A/N: This is my first story on this site (and that I've written for a long time). The characters Hecate Oakham and Takashi Noda are characters that were in some of the Harry Potter games. I have thoughts and histories on both of them (and others not mentioned in the books) that could be explored further if there is a positive reception to this story. Let me know if there are issues in grammar/punctuation and thoughts!
We didn't expect it to happen like this. The three of us were always supposed to be together, even when we couldn't physically be together. This war has ruined so many lives. The lives of other people. It was naïve of us to think that we wouldn't be touched by death, even when his hands were ensnaring so many of our friends.

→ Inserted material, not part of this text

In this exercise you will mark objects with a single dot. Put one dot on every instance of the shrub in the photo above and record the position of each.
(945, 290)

We didn't find his body, it was brought to us in the Great Hall. He looked so small and fragile in Oliver's arms. I didn't realize I'd stopped breathing until Takashi whimpered. Looking at him I saw tears rolling down his cheeks. Stumbling towards Oliver he tripped over all the others who had died. When he finally got to him, Oliver lowered Colin into his arms, Takashi sinking to the ground cradling Colin.
Forever, or it might have only been a few seconds, I was frozen. It couldn't be true. I tried to tell myself that he was only sleeping, exhausted from battling the Death Eaters out on the grounds of the school. The longer I looked, the more clearly I could see that I was deluding myself. Our love was dead, and there was no coming back.
My body started to move forward, reaching Takashi I collapsed next to him. I stroked Takashi's hair while trying to hold in my emotions. I thought if I let even one loose, that I would be lost in the sea of despair I could feel inside.
Someone kneeled next to me. "Hecate," the voice said. It sounded like it was coming from far away. I tried to ignore the words coming out of their mouth. "Hecate, look at me." I slowly turned my eyes away from Colin's still form. It was Ginny. She had tears streaming down her face, just like Takashi. I glanced behind her, seeing that there was the still form of Fred behind her. I looked back to her. She opened her arms.
The barriers I was trying to hold up broke, and I surged into her arms, sobbing and screaming at the unfairness of it all.
We sat there, crumpled on the floor of a place we had all called home. Ginny holding me, trying to protect me from the world and staring at the eyes that had still not been closed. Takashi, shaking as he tried not to fall apart. And I, through all my tears and screams, I vowed to keep fighting, that I would not go quietly. If I were to fall to Death's embrace, I would take as many Death Eaters as I could with me. Colin would not have died in vain if I could get revenge for him and all of the others we had lost.